Weiterhin wurde die im Digitalen deutlich unkompliziertere Zuschaltung von Fachexperten und Kollegen von anderen Standorten hervorgehoben. So konnte auf spezifische Interessen der Student*innen über die Zuschaltung eines*r Gastreferent*in teilweise sogar kurzfristig noch eingegangen werden. Die technischen Schwierigkeiten durch die Zoom-Umgebung wären dabei sogar geringer als „beim Anschluss der Technik im Seminarraum“ (Fbn. 76). Die amerikanische Videokonferenzsoftware wurde dabei generell als „technisch zuverlässig“ (Fbn. 83) und „intuitiv“ (Fbn. 40) beschrieben. Gerade auch durch die diversen Möglichkeiten an den Sitzungen teilzunehmen (dies ist bspw. auch telefonisch möglich) wurde „weitestgehend Vollinklusion“ (Fbn. 56) ermöglicht. Eine Person lobte auch die Whiteboard-Funktion, die eine Archivierung der Gruppenergebnisse ermöglichte. Die fast kanonisch gewordene Form der Power-Point-Präsentation wurde allerdings als für die digitale Lehre (noch) unvorteilhafter eingeschätzt, da vor allem stark reproduktive und auf reine Wissenspräsentation angelegte Präsentation nicht zur nötigen „Aufmerksamkeit“ führten und im digitalen Unterricht die Gefahr der Ablenkung deutlich höher sei. Dagegen wurden große Erfolge mit Video- und Podcasts erzielt, die die Student*innen bereits vor den Sitzungen hochluden und rezipierten, um dann in der Seminarstunde selbst mehr Zeit für die direkte Interaktion zu haben.
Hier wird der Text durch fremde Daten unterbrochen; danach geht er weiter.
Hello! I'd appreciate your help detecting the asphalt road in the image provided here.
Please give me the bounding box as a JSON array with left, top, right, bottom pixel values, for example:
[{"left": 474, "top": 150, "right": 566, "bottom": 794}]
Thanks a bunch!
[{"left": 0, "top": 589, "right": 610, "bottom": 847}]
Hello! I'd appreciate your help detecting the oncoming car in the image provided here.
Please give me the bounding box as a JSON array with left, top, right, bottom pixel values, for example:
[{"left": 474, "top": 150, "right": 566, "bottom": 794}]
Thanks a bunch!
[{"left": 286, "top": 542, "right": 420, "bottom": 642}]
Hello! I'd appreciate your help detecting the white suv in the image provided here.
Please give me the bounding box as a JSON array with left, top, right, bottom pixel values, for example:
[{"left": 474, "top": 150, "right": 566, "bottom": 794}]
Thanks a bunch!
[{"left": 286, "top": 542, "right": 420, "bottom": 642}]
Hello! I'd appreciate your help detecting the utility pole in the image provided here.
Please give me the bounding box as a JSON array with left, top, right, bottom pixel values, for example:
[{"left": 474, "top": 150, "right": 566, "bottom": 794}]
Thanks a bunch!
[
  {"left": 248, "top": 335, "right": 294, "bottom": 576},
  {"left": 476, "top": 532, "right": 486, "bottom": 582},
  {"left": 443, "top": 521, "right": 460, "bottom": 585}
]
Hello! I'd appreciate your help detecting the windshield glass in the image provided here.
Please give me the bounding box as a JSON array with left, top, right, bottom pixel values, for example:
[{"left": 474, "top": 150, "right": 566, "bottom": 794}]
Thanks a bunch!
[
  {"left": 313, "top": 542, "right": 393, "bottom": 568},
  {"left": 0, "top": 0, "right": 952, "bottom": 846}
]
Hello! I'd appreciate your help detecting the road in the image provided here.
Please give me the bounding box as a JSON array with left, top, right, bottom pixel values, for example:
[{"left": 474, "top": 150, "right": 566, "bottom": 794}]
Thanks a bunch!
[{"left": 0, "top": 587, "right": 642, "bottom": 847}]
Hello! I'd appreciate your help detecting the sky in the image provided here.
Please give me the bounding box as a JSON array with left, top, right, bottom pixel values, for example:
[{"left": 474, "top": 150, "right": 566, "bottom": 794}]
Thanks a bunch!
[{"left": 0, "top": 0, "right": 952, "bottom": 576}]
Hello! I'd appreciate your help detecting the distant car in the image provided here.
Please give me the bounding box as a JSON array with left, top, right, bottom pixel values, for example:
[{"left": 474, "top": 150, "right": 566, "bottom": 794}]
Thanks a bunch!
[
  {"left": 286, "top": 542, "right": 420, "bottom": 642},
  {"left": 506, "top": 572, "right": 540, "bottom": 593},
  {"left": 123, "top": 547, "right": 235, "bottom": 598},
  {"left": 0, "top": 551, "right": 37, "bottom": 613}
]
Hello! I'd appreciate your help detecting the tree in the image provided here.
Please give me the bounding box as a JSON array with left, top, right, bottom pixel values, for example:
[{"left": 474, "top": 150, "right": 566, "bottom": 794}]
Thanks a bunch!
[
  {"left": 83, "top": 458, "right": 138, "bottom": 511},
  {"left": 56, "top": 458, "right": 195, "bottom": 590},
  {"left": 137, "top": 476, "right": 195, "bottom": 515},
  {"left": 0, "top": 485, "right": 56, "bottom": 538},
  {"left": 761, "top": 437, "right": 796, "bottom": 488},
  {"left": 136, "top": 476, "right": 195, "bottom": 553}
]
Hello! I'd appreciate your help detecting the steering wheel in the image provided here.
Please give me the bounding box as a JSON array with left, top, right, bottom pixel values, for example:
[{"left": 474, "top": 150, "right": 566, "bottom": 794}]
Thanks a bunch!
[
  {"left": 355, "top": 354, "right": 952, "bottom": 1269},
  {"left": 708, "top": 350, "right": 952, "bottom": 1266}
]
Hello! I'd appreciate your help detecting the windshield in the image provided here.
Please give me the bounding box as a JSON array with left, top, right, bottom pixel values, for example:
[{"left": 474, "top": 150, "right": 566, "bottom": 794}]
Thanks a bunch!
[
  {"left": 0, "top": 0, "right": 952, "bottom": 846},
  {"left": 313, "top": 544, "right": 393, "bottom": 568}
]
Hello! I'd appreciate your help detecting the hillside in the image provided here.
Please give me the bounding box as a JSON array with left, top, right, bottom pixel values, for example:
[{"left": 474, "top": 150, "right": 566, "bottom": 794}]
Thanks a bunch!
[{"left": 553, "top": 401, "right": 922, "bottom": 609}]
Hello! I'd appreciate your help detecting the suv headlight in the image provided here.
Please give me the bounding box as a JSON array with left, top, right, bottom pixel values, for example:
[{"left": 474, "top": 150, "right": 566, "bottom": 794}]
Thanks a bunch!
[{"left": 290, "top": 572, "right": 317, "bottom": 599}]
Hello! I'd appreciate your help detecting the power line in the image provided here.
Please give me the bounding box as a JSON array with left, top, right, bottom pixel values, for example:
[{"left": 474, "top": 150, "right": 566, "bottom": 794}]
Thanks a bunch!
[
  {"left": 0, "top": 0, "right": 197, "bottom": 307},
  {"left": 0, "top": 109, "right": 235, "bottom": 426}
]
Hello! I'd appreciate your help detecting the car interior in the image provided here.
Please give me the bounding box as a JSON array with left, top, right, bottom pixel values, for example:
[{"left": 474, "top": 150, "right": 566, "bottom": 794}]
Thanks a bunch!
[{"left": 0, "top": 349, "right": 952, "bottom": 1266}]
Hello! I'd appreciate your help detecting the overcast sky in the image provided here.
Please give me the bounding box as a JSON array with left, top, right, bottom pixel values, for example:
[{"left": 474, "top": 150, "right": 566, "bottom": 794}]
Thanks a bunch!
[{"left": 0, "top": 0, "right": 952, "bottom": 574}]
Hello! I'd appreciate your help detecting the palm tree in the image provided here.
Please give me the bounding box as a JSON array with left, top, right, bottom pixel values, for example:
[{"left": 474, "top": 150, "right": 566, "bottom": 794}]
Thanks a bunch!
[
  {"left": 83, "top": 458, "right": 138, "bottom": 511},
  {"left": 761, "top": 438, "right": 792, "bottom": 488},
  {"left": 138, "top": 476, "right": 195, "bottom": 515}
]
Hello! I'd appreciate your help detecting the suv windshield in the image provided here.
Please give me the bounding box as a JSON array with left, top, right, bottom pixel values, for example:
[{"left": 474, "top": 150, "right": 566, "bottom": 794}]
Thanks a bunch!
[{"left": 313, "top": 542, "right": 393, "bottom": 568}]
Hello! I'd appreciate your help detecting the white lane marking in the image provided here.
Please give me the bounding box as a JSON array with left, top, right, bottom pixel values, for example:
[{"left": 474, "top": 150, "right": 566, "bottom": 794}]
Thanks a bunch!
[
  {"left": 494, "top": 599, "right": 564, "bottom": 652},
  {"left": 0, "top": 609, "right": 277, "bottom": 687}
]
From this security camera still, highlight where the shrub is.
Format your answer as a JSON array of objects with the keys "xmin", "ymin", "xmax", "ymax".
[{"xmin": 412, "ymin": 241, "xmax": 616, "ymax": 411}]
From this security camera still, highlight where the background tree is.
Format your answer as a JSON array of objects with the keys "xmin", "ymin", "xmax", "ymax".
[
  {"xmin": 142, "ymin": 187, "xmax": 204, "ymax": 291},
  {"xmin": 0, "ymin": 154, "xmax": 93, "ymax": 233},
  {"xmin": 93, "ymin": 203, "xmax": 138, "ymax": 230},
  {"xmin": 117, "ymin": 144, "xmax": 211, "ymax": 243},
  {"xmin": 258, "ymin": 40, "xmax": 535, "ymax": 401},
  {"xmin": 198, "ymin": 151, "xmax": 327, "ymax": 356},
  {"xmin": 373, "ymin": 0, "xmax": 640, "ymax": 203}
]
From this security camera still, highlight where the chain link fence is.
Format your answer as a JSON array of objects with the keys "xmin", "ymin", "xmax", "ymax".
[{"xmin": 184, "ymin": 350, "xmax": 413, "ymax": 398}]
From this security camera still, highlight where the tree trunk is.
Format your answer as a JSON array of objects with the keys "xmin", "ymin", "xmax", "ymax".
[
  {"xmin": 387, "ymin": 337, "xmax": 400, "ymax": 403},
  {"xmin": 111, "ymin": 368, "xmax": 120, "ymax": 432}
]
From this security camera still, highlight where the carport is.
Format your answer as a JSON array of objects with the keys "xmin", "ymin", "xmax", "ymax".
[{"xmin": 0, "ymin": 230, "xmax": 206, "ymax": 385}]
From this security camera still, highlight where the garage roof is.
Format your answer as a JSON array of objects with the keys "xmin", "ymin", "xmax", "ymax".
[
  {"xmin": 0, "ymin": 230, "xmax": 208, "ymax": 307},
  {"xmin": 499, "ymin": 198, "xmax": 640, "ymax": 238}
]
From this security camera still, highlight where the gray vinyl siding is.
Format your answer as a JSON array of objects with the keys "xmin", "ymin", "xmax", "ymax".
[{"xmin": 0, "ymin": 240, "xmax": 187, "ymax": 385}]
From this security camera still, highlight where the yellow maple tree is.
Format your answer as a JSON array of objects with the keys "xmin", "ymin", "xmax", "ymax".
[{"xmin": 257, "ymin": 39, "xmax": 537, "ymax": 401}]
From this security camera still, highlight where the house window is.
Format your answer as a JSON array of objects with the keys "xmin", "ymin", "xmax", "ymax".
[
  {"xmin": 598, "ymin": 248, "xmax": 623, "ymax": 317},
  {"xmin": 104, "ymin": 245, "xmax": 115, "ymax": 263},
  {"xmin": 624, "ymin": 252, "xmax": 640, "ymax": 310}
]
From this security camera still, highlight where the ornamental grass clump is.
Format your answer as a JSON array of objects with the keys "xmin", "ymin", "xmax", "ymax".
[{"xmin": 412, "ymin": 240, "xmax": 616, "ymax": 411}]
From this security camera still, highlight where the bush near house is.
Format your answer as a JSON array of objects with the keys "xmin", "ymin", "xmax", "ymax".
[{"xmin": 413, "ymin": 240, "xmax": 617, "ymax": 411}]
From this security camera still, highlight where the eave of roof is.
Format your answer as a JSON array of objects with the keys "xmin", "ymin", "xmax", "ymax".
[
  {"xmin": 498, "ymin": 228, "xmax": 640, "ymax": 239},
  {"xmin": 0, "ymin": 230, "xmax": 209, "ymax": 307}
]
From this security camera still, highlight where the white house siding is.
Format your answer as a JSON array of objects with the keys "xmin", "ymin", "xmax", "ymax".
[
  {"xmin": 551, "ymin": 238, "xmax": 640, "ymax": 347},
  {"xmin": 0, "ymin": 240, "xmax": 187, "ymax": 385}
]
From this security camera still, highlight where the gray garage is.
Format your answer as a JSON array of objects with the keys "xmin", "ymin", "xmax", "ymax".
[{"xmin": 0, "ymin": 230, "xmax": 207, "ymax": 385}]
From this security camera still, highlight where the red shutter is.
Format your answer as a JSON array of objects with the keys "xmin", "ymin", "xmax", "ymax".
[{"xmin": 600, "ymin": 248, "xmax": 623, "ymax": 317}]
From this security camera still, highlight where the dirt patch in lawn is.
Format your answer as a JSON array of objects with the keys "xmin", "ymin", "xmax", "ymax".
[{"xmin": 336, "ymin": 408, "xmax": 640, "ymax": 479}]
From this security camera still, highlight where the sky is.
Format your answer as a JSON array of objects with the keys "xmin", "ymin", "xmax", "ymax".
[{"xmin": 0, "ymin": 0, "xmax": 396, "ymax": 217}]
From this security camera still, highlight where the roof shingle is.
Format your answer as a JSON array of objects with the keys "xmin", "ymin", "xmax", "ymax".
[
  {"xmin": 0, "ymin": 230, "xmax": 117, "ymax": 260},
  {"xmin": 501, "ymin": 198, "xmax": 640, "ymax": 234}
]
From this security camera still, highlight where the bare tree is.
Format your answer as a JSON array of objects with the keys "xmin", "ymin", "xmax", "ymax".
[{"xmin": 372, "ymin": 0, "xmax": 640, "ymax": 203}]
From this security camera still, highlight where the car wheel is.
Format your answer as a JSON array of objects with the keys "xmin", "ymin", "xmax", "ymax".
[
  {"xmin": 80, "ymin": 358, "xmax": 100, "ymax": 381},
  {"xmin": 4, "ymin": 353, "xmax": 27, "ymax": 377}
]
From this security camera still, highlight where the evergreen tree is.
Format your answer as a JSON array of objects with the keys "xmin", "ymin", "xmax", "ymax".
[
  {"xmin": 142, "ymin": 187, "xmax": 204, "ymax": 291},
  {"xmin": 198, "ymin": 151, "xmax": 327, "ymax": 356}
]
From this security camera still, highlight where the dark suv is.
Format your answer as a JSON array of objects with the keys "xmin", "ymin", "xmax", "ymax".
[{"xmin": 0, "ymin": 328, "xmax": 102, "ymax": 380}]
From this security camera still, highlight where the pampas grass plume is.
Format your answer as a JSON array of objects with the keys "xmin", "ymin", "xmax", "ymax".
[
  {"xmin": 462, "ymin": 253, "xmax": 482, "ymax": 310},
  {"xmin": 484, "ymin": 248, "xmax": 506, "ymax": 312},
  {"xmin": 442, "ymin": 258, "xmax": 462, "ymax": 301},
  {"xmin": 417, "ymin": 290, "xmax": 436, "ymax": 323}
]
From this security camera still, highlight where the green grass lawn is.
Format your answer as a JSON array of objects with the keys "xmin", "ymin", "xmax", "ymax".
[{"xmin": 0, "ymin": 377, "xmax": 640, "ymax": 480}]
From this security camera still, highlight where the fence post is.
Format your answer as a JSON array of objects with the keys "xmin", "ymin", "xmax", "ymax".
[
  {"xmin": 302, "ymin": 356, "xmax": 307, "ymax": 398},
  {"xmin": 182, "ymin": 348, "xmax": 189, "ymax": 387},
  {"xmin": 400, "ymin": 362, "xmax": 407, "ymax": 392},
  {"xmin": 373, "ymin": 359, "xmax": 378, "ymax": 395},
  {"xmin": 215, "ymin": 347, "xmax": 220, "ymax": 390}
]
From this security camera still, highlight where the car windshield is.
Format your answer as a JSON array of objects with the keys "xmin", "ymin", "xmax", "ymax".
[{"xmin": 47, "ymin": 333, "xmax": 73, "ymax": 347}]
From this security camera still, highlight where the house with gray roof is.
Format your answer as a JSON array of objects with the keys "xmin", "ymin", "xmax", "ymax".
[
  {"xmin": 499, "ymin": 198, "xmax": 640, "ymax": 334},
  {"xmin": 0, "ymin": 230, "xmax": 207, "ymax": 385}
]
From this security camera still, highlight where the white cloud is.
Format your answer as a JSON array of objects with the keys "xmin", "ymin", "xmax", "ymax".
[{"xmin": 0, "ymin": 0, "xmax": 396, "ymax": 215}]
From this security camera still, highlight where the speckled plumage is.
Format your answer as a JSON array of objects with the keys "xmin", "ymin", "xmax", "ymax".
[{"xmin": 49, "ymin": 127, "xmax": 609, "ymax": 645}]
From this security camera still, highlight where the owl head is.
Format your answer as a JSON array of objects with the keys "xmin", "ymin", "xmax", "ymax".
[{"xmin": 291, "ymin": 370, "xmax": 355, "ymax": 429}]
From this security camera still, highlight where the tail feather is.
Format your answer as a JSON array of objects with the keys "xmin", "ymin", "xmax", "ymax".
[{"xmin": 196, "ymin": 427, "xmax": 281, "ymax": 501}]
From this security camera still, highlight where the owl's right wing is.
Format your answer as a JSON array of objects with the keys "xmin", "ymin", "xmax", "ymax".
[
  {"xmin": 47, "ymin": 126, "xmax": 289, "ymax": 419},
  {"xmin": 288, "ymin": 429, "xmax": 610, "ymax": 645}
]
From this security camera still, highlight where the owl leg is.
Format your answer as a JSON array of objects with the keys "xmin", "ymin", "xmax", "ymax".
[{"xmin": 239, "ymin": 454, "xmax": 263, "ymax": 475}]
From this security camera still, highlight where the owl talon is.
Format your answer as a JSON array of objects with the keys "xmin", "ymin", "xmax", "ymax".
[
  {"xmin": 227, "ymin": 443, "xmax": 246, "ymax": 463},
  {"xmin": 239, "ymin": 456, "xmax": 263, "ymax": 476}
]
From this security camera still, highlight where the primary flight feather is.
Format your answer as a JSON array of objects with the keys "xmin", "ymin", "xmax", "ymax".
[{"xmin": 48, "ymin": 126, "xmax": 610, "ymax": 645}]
Allerdings sahen einige Dozent*innen die Methodenpluralität in den verschiedenen Seminaren auch kritisch, da sich die Student*innen immer wieder auf ein neues Tool einlassen müssten und leicht den Überblick verlieren könnten. Solche Schwierigkeiten müssten sich ggf. in der im nächsten Kapitel vorgestellten Student*innenbefragung widerspiegeln. Ähnlich wurden die Tendenzen zu einer „Verschulung“ des Studiums durch „Deadlines“ (Fbn. 32) und einen „Zwang zur Partizipation“ (Fbn. 51) im „digitalen Semester“, mit Blick auf die Student*innen und die Institution Universität Bonn, in ihrer Ambivalenz zwischen Leistungssteigerung und Bevormundung auch kritisch betrachtet.
Aufgefordert ein Gesamtfazit zu ziehen, betonten die meisten Dozent*innen eher die positiven Momente der erfolgreichen Bewältigung der Herausforderung. Mit gesteigerter „Experimentierfreudigkeit und viel Motivation auf allen Seiten“ (Fbn. 34) ließe sich doch auf ein „gelungenes Semester“ zurückblicken. Zoom sei dabei zu „mehr als nur einer Notlösung“ (Fbn. 51) geworden und der allgemeine Tenor entsprach der Freude über die neu erlernten digitalen Kompetenzen, die in Zukunft auch in der Präsenzlehre eingesetzt werden könnten. Zwar darf man mit Blick auf die Aussagen der Dozent*innen am Institut für Politische Wissenschaft und Soziologie in Bonn festhalten, dass, bei allem Erfolg, die digitale Lehre den Präsenzbetrieb nicht ersetzen kann und man – sobald es das Infektionsgeschehen zulässt – die Rückkehr in die Seminarräume begrüßen würde, solange dies allerdings nicht möglich ist, lässt sich wohl eine der Antworten auf die letzte Frage unserer Umfrage als Devise ausgeben: „Weitermachen, weniger jammern“ (Fbn. 65).